Travel Insurance Most Common Source of Coronavirus Complaints
Consumers have lodged 3,500 complaints related to coronavirus with the Financial Ombudsman Service (FOS) this year, nearly a quarter (23%) of them about travel insurance.
As countries sealed their borders, lockdowns grounded flights and shuttered resorts and the Foreign and Commonwealth Office (FCO) advised Britons against all but essential travel, holiday plans were thrown into disarray. Many would-be travellers found themselves unable to claim reimbursement from their insurers, which cited ‘known event’ clauses and FCO advice to cancel policies and reject claims.
The Financial Ombudsman Service said the claims were largely about the way insurers handled claims for cancelled trips.
Around a fifth of complaints were about business interruption insurance, with many small and medium-sized enterprises saying their claims for coronavirus closures had been denied. The service has received more claims from small businesses this year so far than it received in the entirety of 2019.
SMEs including restaurants and pubs contend that they should be reimbursed for income lost when they were required to close their doors during the lockdown. Insurers argued that forced closures aren’t covered by business interruption policies and have rejected millions of pounds of claims.
The Financial Conduct Authority (FCA) has brought a test case to the High Court, seeking clarity about whether 17 different policies from eight insurers should compensate closed businesses. The decision of the High Court, expected in September, could have huge ramifications. More than 350,000 businesses, most of them small, have insurance policies with similar wording. If the High Court decides in their favour, insurers could be compelled to pay out on claims worth billions of pounds.

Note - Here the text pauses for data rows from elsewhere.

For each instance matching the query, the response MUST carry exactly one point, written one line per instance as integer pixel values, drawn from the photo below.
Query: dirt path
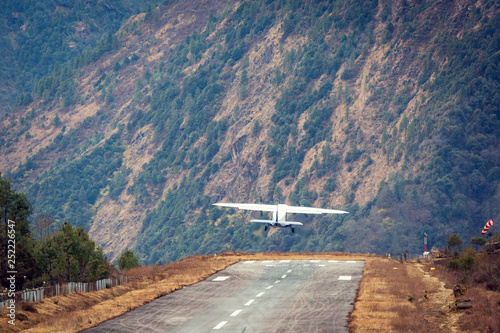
(440, 299)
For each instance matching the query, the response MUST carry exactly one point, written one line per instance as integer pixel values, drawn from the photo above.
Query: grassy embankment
(392, 297)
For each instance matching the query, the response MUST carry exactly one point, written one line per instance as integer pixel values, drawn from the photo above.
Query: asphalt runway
(254, 296)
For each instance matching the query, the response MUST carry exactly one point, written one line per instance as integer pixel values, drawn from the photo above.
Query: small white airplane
(279, 213)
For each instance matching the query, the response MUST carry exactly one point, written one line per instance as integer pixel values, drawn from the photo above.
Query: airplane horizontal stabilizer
(262, 221)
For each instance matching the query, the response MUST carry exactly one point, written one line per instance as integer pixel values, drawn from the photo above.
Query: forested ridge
(388, 110)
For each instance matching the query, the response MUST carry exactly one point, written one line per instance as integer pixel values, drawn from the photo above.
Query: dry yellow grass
(395, 297)
(382, 302)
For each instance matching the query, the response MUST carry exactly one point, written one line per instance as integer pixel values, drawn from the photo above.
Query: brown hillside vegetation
(392, 297)
(116, 225)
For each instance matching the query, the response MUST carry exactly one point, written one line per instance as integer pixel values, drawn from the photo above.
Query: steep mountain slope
(389, 110)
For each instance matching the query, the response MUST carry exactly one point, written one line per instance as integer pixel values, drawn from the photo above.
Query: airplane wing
(258, 207)
(312, 210)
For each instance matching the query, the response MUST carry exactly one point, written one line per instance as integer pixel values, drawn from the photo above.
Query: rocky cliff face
(313, 104)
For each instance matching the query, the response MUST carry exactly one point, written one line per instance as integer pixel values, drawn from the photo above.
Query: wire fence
(34, 295)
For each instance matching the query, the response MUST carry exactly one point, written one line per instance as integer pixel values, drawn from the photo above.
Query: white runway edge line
(220, 325)
(221, 278)
(235, 313)
(344, 278)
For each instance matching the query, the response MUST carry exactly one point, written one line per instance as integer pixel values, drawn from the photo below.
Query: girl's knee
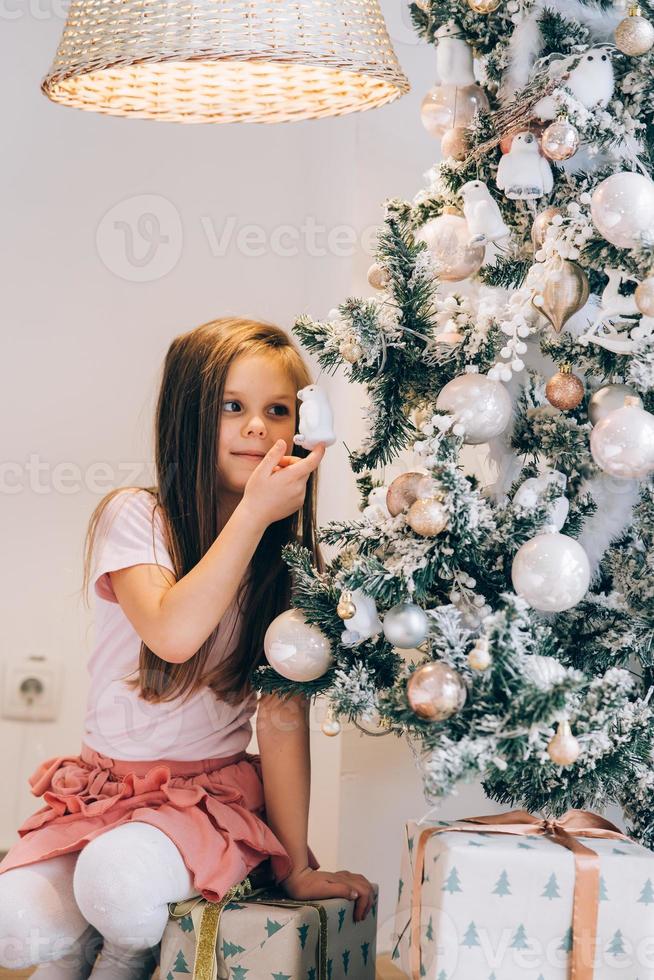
(37, 922)
(113, 892)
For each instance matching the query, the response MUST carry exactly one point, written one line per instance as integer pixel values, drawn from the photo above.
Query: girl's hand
(277, 486)
(312, 884)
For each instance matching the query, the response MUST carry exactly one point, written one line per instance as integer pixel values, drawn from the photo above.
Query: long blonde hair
(188, 497)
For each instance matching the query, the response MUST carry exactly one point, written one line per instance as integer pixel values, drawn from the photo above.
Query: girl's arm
(174, 619)
(283, 740)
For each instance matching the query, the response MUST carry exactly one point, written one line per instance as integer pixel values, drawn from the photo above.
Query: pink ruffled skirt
(212, 809)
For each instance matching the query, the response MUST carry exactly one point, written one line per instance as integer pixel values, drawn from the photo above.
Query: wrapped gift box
(271, 936)
(500, 907)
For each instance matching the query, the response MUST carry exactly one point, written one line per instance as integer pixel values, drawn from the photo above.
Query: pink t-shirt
(118, 722)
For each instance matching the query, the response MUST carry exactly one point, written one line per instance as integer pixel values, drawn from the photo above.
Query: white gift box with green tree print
(499, 907)
(272, 937)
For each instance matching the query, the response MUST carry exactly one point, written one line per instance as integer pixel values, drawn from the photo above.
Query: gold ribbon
(206, 921)
(587, 873)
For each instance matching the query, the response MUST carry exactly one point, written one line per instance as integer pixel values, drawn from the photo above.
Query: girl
(164, 802)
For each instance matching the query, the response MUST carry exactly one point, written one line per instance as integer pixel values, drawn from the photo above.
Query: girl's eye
(234, 402)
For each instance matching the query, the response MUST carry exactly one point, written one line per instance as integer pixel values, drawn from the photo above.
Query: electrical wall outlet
(31, 688)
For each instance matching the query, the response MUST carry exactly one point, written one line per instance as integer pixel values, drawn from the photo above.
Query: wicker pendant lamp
(225, 60)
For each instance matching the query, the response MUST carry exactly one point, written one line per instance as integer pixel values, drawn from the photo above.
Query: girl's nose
(256, 425)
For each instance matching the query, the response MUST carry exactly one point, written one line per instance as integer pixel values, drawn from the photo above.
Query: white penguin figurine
(316, 423)
(482, 213)
(592, 82)
(365, 622)
(453, 56)
(523, 173)
(376, 510)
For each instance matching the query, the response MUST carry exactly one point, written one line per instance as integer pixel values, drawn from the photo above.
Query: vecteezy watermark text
(141, 238)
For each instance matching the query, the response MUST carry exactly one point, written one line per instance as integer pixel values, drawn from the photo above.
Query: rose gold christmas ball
(402, 492)
(378, 277)
(564, 390)
(427, 516)
(436, 691)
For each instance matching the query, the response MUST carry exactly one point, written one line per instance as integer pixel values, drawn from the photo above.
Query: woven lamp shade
(225, 60)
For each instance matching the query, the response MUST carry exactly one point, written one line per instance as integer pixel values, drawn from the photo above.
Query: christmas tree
(512, 309)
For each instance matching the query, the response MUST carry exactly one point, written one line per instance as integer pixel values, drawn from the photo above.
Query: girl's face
(258, 409)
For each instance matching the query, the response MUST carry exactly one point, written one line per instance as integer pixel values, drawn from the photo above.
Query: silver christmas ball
(551, 571)
(634, 35)
(480, 405)
(405, 625)
(295, 648)
(622, 443)
(608, 398)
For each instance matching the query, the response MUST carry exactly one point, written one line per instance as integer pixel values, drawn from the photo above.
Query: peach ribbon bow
(587, 873)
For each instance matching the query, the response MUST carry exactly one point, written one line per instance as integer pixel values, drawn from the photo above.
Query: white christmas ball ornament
(405, 625)
(622, 208)
(551, 572)
(448, 239)
(295, 648)
(622, 443)
(608, 398)
(529, 493)
(481, 406)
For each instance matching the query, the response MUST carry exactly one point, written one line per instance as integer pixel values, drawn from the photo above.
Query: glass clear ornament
(560, 140)
(480, 405)
(609, 397)
(622, 208)
(551, 572)
(622, 443)
(296, 649)
(447, 106)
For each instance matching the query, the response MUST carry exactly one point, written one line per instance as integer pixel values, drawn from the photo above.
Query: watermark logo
(141, 238)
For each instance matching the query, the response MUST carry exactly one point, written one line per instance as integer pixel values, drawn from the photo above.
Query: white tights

The FOS also saw an increase in complaints about wedding insurance policies, with many couples unhappy about the way insurers handled their claims for cancelled or postponed weddings.
There was also an uptick in complaints about Section 75 claims. The law, from the Consumer Credit Act 1974, requires credit card providers to protect purchases over £100 and many have filed claims under the provision, seeking refunds for cancelled holidays, sporting matches and concerts.
Consumers also contacted the FOS over delays to financial processes like pension transfers, mortgage applications and insurance claims and about the closure of bank branches, which meant some struggled to access financial services.
The FOS expects insurance-related complaints to decrease and those about financial services to increase, as payment holidays for mortgages, credit cards and loans end and more people face financial hardship.
FOS chief ombudsman and chief executive Caroline Wayman said: “Covid-19 has had a huge impact on virtually all elements of our lives, including our finances. Since measures to control the virus in the UK were put in place, we've been hearing from people who aren't happy with how their financial provider has treated them.
“We also know that financial businesses themselves have been impacted in their ability to process claims and complaints, and we've seen that many have adapted well. However, some financial businesses must continue to do more to ensure that are treating their customers fairly.”
The Financial Ombudsman Service is an independent body which arbitrates disputes between financial firms and their customers about a range of products, including insurance policies, bank accounts and credit cards.